The menu at the Henderson, Nevada, diner where Amy Nelson likes to take a break from work is notable for its side dishes, including caramelized bananas, cinnamon apples, and mushrooms and onions. Each can feed an appetite in its own right. Together with an entrée, they add up to breakfast.

That’s much like the radically new way Nelson and a small number of other pioneering students have been experiencing college.

First they get a credential in a skill they need, then another, and another. Each can quickly pay off on its own by helping to get a job, raise, or promotion. Over time, they can add up to a bachelor’s degree.

“Even if I chose not to finish, I would still have these pieces and I’d say, ‘Look what I’ve done,’ as opposed to, ‘I have two years of college’” but nothing to show for it, said Nelson, who works as an information technology consultant and hopes to move into an administrative role.

The concept, known variously as “stackable credentials” or “microcredentials,” she said, “almost seemed too good to be true.”

That’s one reason it’s been painfully slow to take off: Consumers have trouble understanding it. Even after Nelson began the program in which she racks up microcredentials while on the path to a bachelor’s degree, she didn’t entirely get it. Then she started stacking up high-demand industry certifications in subjects such as technical support, cloud technology, and data analysis while on her way to a bachelor’s degree in data management.

“I don’t think it really dropped on me until I sat down to update my résumé,” she said. That’s when Nelson realized that those certifications had already increased her value on the job market.

Now the economic toll of the coronavirus pandemic is giving microcredentials a burst of momentum. A lot of people will need more education to get back into the workforce, and they’ll need to get it quickly, at the lowest possible cost, and in subjects directly relevant to available jobs.

Nelson is enrolled in the stackable information technology bachelor’s program offered by Western Governors University.
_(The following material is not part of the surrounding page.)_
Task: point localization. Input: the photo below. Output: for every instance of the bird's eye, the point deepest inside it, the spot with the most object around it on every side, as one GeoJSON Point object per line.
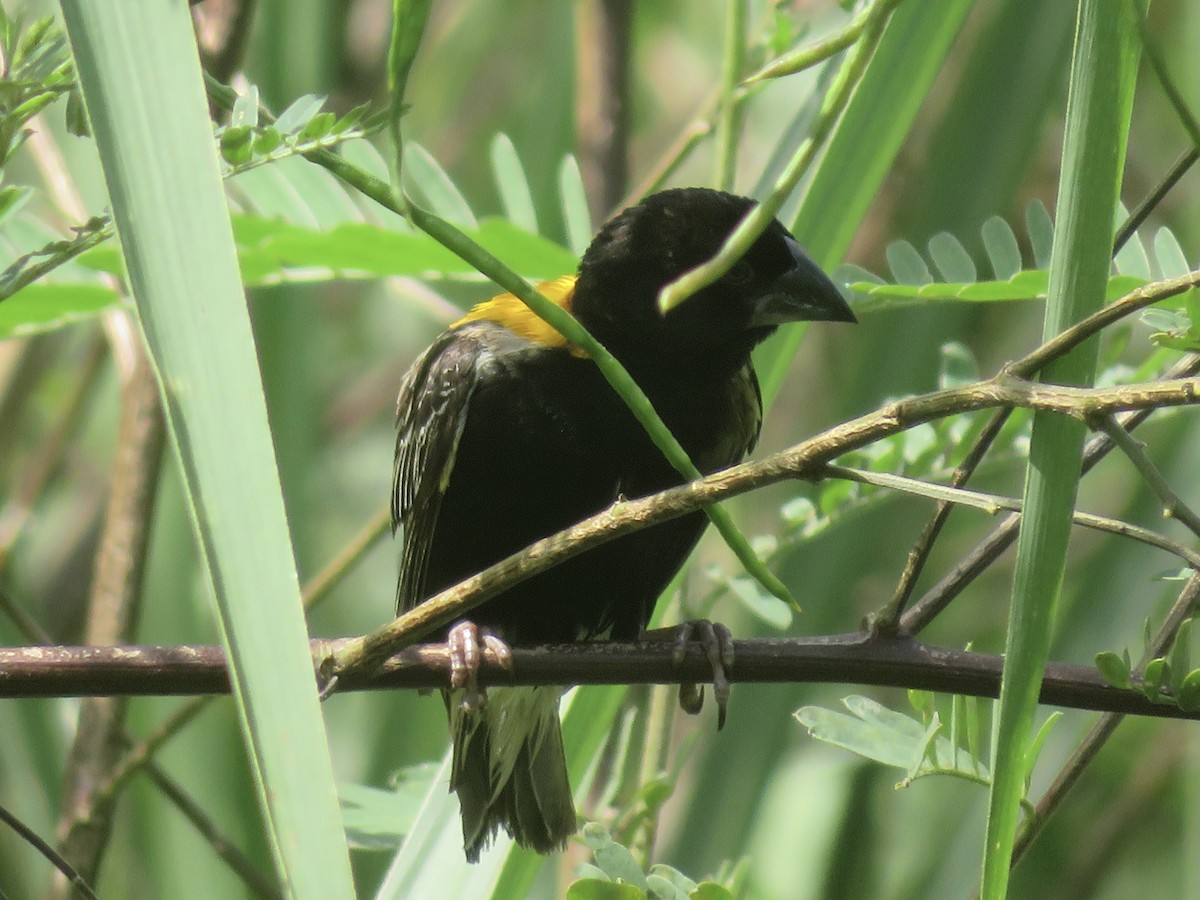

Enrollment in the program has more than doubled since the start of the pandemic, to 10,711 in May, from 4,410 in March, the online nonprofit says. The number taking microcredential programs from edX, the online course provider created by MIT and Harvard that also offers a microcredential program, rose to 65,000 by the end of April, a 14-fold increase since early March.

“People are looking for shorter forms of learning during this time. They don’t know whether they have two months, three months. They’ve lost their jobs,” said Anant Agarwal, CEO of edX. The nonprofit had the fortuitous timing to launch a stackable program leading to a bachelor’s degree in computer science in January and three more in May—in writing, marketing, and data science. It also trademarked the term “MicroBachelors” to describe them.

“The ability to earn a microcredential within a few months and improve their potential to get hired as we come out of Covid becomes much more important,” Agarwal said.

Surveys bear this out. A third of people who have lost their jobs in the pandemic, or worry that they will, say they will need more education to get new ones, the nonprofit Strada Education Network found.

They don’t have time to waste. Among lower-income adults, who have already been disproportionately affected, one in four say they have only enough savings to cover their expenses for three months if they’re laid off or get sick, the Pew Research Center reports.

“They don’t have two to three years of runway to put a pause on their life,” said Scott Pulsipher, president of Western Governors University, where Nelson is enrolled. WGU has rolled out microcredential programs in states including Nevada that supply certificates and certifications on the way to degrees in information technology and health care.

Affordability Matters

Affordability matters, too, Pulsipher said; WGU’s IT microcredential program costs about $150 per credit and edX charges $166 per credit for its MicroBachelors degrees. That’s far less than the average $663 cost of a credit at conventional public and private two- and four-year colleges and universities, the US Department of Education says.